Relationship between wall-clock training time and the longest generalizable sequence length: - Baseline models (increasing depth): Regardless of training time, generalization length does not exceed training length 16. - FP-Mamba (increasing iterations): Generalization length continues to grow with training time.

Key Findings¶

Fixed-point iteration count adapts to task difficulty: Easy tasks (language modeling) yield small \(\ell^*\); hard tasks (\(A_5\)/\(S_5\)) yield \(\ell^*\) close to sequence length.
Depth vs. width: Stacking more layers cannot overcome the fundamental expressiveness limitation of diagonal RNNs, whereas fixed-point iteration with the same parameter count can.
Convergence in language modeling: During language pre-training, the effective iteration count \(\ell^*\) per layer stabilizes quickly at a small value.
Simplified backpropagation: Computing gradients only at the fixed point—without backpropagating through the entire iterative process—is sufficient for stable training.

Highlights & Insights¶

Generality of the framework: Not restricted to a specific channel mixing structure (DPLR/Householder/Kronecker); various structures can be used as plug-and-play components.
Elegant efficiency–expressiveness trade-off: The number of iterations provides a continuous knob from 0 (purely diagonal) to \(\infty\) (dense RNN).
Deep connection to classical theory: The Banach fixed-point theorem guarantees convergence, and implicit differentiation from Deep Equilibrium Models eliminates memory overhead.
Simultaneous solution to two task types: Breaks the dichotomy between "state tracking requires dense structure" and "copying requires linear-attention memory."
Adaptive computation: The model automatically identifies task difficulty and adjusts computation accordingly, analogous to the Adaptive Computation Time idea of Graves (2016).

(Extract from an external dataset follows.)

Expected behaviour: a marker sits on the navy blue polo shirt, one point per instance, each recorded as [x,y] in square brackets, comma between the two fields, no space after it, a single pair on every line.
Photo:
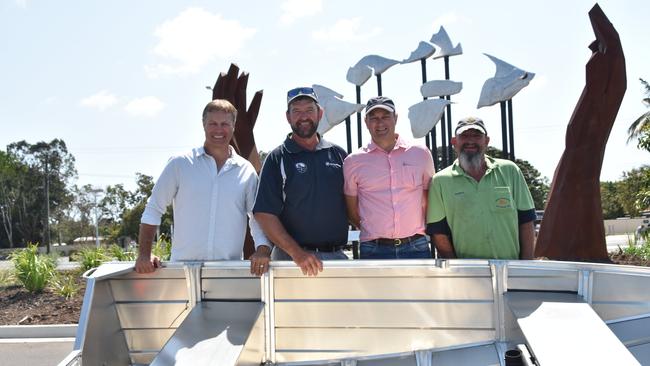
[313,210]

Limitations & Future Work¶

Worst-case complexity: \(O(\ell^* \cdot \log T)\); if \(\ell^* \sim T\), this degrades to \(O(T^2)\).
Lack of efficient GPU implementation: Repeated computation in fixed-point iteration has the potential to be fused into a single kernel, but this has not yet been realized.
Insufficient large-scale language modeling validation: Language pre-training experiments are conducted at a small scale (context length 2048) without comparison to DeltaProduct or similar methods at the 1.3B scale.
Non-unique fixed points: Convergence guarantees for the hidden-state-dependent variant are weaker, and the fixed point may not be unique.
Training time overhead: Although backpropagation incurs no additional cost, iterative forward passes still increase training time.

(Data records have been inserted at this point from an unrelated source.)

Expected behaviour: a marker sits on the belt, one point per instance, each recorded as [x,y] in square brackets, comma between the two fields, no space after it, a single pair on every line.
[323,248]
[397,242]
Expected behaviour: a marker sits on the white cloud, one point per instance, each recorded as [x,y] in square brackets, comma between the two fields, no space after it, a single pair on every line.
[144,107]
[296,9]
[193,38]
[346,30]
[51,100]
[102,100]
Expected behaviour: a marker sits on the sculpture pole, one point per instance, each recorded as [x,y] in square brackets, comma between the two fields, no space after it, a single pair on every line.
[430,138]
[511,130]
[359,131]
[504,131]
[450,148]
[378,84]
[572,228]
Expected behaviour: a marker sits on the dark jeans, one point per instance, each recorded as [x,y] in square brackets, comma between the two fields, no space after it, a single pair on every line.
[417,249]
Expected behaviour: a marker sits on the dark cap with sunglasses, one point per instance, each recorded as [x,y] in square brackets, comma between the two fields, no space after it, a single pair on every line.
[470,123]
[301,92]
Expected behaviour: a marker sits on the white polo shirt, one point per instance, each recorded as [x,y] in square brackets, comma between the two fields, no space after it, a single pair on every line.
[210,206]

Deep Equilibrium Models (Bai et al.): The source of inspiration for fixed-point iteration, applied here in the context of linear RNNs.
DeltaNet/DeltaProduct: Enhances expressiveness through Householder structure via an "explicit" structured approach; FP-RNN achieves density through "implicit" iteration.
Mamba/Mamba-2: Representative diagonal RNNs serving as the base layer for FP-Mamba.
LSTM: An expressive upper bound among nonlinear RNNs; FP-RNN aims to approximate its expressiveness within a linear framework.
Adaptive Computation Time (Graves): A pioneering work on adaptive computation.

Rating¶

⭐⭐⭐⭐⭐

The theoretical framework is elegant (fixed-point iteration + Banach theorem + implicit differentiation), the experiments are comprehensive (simultaneously addressing state tracking and copying), and the insights are profound (adaptive computation reveals the relationship between task difficulty and sequential computation demands). This work represents a milestone in addressing the expressiveness limitations of linear RNNs.